Why do we, as writers, build those blocks around our creativity?
We do it to ourselves and you all know it. Writer’s block doesn’t really exist, yet we use it as an excuse when we’re forced to struggle and fight for the creative juices to flow.
Yes, I’ve done it. I admit it. I also admit that when I bitch about writer’s block, it is much more likely that I’m in a mental funk, unable to wrap my head around whatever character flaw I’m trying to illustrate, or stuck in an action scene that doesn’t seem believable, or at a loss as to how to transition the story from one place to the next. The writing has become hard and I’m annoyed. I’m not blocked, but rather, pissed that I have to work at it.
Sure, I’ve had days, weeks even, that I could not write a legible sentence let alone muster a new idea. But was I trying hard enough – was I trying at all?
What do you do to get around these blocks? These funks? These anti-creative moods that seem to hit us all?
If you can’t answer that question, then you’ve built your own blocks of doubt and negativity. If you can, then you probably don’t truly believe in the block as anything more than a convenient excuse to play video games when you know you should be editing that story.
(Yep, I do that too. Played all damn weekend while the boys played against the backdrop of my mind.)
Okay Pia, you say, what do you do then?
Well, I do play. I do (try) to recognize that a slow writing period can often mean I’m tired. I might be tired of writing, or just worn out in general, but either way, I need to relax when the Muse is quiet.
If play doesn’t work, then I have a variety of things I try.
1) Read. Yes, read. Doesn’t matter what genre or what form. Novels, flash fiction, comic books, blogs. Just read. My writing gets stale if I don’t read often enough. This might be the biggest ‘block’ of my personal experience.
2) Reread. Not to be confused with Read. Reread the last few scenes of the current WIP. Getting drawn into that suspension of disbelief is a great way to reawaken the Muse. Or, failing that, reread some really old stuff. (Holy moly, I actually thought this was good? This makes me want to immediately start rewriting that old crap.)
3) Pick two characters that have never met and introduce them. Recently, I took Morgan from the current WIP and introduced him to Nik from the old No Girls Allowed posts. They hit it off fabulously. Plus, Nik told me about a fight he had with his NGA beau, Leaf, so that’ll be a scene that could go in their story when I get back to writing it.
4) Bullet points. With either the WIP or a random note from my “Miscellaneous Ideas” file, I jot down bullet points on what should happen, be fixed, or would be fun to write. Just get the ideas flowing no matter how mundane or miniscule. The better ones will follow.
Last but not least, and best used with one of the other four (hence no number): music. Every character has his or her own music. Eventually. Find the band (or bands – make a playlist) that speaks to your Muse and puts you in that space in your head where your imagination wanders free.

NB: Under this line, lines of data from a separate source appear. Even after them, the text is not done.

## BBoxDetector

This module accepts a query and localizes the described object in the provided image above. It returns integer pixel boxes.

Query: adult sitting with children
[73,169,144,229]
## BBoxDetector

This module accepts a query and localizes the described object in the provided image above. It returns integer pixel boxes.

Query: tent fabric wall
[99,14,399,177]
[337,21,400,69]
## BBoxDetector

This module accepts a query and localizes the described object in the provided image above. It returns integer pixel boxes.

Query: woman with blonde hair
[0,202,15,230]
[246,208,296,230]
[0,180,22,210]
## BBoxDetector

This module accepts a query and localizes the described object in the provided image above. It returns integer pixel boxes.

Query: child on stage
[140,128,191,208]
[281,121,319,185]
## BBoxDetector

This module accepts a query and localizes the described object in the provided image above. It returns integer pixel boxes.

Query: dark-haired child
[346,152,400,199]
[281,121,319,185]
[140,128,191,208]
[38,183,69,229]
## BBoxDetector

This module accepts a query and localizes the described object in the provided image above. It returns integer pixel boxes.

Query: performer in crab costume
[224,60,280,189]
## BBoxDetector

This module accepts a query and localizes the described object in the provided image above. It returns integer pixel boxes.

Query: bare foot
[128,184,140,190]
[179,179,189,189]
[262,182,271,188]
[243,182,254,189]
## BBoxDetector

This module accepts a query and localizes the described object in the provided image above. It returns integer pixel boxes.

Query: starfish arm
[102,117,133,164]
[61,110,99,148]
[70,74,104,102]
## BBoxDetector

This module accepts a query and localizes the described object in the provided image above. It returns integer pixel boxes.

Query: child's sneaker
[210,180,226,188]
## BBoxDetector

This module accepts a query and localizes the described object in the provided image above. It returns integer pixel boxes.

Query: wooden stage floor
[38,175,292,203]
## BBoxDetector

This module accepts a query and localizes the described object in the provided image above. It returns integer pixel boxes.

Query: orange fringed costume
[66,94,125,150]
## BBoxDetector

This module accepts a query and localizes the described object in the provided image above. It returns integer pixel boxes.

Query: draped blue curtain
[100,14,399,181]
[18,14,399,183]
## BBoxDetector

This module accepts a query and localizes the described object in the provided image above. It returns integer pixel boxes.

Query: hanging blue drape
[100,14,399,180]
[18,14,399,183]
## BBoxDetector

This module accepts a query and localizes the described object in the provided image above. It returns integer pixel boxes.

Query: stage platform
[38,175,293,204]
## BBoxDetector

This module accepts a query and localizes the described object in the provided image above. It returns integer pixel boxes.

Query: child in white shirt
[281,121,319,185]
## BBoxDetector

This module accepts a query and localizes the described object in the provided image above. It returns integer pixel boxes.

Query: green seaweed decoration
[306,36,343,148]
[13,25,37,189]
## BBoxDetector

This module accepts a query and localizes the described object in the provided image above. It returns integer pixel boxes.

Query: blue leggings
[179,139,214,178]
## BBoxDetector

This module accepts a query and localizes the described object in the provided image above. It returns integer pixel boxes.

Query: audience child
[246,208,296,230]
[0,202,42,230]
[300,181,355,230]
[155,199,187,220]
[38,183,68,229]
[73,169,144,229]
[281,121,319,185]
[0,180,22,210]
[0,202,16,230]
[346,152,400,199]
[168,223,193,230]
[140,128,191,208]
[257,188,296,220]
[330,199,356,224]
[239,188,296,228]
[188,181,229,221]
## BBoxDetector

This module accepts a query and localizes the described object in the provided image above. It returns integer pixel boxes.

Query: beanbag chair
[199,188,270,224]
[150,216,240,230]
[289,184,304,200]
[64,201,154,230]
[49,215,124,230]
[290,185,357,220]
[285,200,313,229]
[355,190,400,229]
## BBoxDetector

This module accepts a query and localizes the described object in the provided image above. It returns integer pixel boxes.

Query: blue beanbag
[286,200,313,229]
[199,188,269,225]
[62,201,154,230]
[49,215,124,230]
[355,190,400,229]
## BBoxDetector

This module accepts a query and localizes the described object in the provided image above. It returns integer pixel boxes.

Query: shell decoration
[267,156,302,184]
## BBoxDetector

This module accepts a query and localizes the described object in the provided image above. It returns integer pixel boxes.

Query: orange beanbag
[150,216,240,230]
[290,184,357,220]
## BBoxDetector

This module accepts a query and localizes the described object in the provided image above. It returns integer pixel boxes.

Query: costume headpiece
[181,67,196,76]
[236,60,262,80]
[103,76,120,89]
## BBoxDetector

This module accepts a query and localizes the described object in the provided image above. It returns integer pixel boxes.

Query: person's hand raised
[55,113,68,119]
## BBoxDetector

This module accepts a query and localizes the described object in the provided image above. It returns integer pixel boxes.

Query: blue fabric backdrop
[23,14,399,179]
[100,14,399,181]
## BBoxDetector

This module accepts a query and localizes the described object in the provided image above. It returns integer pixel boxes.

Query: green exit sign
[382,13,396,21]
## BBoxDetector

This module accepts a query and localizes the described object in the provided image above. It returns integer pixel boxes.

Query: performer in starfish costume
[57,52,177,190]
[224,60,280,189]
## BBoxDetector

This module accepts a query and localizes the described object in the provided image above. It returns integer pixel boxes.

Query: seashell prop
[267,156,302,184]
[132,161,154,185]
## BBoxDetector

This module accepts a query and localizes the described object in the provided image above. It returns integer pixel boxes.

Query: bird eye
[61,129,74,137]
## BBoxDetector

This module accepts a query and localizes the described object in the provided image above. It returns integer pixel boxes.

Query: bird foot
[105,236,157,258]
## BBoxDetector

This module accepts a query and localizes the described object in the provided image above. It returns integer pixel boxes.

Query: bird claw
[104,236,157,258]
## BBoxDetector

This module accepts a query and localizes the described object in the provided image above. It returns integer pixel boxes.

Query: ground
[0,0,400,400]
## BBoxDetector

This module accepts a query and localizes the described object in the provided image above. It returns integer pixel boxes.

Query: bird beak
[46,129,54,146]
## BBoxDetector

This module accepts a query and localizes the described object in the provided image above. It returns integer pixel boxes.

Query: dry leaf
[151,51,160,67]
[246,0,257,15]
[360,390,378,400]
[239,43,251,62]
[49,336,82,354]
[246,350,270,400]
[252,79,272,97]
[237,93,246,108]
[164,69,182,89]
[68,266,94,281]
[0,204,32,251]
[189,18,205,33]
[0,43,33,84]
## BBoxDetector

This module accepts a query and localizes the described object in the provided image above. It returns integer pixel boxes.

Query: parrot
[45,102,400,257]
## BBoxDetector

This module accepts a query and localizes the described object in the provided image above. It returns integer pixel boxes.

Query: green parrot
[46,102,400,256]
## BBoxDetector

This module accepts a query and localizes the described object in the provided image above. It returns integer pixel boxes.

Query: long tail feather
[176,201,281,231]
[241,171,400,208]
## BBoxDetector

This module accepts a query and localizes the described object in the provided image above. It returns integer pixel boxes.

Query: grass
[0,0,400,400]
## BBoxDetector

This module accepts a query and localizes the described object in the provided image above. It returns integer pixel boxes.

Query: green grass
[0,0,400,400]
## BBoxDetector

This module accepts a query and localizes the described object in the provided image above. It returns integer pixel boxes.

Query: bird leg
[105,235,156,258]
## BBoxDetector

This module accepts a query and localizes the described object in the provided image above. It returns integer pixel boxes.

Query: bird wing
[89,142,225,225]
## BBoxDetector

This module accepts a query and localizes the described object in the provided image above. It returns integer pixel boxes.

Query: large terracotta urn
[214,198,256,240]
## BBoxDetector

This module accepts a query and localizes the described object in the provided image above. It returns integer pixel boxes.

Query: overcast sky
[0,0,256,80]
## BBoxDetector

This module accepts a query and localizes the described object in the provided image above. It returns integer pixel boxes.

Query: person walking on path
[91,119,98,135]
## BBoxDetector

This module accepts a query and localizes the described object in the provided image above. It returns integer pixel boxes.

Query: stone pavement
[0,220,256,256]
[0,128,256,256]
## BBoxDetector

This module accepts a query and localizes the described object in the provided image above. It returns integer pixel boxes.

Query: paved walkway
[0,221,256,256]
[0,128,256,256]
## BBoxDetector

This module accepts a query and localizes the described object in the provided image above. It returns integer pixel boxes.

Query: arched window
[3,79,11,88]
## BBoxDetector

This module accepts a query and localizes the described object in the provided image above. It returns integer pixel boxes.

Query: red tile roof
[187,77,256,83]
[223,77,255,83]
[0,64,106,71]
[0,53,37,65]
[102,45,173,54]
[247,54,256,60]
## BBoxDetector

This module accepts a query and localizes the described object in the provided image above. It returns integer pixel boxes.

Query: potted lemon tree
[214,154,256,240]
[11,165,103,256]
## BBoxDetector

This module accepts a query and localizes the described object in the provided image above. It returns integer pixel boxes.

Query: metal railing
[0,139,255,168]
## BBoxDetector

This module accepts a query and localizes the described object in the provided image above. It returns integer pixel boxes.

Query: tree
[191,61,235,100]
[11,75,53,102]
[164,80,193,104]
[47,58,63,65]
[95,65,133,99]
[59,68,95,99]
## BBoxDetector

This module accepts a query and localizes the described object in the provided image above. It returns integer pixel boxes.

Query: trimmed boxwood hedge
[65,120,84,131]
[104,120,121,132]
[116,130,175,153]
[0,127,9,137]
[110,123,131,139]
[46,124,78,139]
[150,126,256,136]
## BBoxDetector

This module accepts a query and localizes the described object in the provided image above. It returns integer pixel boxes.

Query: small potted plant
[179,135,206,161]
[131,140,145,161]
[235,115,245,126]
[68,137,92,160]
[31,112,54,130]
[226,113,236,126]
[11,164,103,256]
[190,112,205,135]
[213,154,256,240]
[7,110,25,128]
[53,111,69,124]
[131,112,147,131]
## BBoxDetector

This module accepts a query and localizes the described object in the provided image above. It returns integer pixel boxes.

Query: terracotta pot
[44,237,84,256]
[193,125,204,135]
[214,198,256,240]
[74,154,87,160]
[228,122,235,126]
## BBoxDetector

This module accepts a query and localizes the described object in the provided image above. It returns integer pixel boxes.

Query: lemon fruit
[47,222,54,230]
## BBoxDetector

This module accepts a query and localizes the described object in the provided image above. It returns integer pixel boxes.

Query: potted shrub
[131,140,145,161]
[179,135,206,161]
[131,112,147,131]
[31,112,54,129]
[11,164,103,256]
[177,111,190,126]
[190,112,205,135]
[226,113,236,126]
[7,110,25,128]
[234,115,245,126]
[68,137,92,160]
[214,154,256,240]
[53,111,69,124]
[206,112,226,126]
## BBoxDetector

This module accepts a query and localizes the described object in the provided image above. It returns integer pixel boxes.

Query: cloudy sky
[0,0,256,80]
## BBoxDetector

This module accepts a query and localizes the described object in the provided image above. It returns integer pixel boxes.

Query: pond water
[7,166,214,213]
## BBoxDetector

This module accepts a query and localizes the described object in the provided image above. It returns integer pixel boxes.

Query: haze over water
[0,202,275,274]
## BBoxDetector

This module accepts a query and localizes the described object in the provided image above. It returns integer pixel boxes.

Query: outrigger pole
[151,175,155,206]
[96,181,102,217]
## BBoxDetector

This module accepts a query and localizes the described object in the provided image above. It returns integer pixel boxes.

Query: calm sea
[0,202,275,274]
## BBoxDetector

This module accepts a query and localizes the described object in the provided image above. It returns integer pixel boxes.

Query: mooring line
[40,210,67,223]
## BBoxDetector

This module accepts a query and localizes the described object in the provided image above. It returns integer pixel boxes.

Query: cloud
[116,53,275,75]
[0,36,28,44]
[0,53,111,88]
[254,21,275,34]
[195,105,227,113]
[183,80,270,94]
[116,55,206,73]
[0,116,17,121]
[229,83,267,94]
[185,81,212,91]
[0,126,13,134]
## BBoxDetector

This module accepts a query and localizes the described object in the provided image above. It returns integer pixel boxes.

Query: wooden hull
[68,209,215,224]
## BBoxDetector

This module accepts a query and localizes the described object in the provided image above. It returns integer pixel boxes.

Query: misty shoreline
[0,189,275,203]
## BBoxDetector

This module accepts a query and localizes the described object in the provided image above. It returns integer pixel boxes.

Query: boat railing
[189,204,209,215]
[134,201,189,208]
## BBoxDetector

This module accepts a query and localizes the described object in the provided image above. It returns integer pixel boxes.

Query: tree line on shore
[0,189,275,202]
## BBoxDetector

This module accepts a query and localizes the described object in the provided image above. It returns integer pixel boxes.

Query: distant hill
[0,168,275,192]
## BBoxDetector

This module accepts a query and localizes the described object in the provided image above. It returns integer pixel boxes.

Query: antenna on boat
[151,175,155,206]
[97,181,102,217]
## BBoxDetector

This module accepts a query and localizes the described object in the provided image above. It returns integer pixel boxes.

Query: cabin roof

Morgan likes Adam Lambert. My vampires like KidneyThieves. Weres, Dar Williams. Sometimes I personally would prefer to listen to something else, but the music that inspires them, does so for a reason. Listen to the words of Lambert’s STRUT and you’ll glean a bit of Morgan’s personality.
When a character doesn’t have his or her own music yet (I need to know them well to figure out their songs) then I have a default love of Placebo. My Muse occasionally takes the shape of Brian Molko, and even when not that obvious, just listening to this band can draw out a better, feisty mood. The most amusing part of listening to Placebo for writing is that I choose very different songs when I’m knocking down the blocks than I would for any other listening situation. Yes, even the Muse has her own songs.
Do you recognize when you’re building your blocks? What are your favorite ways to knock them down again? Let’s write today, dear Readers. No excuses.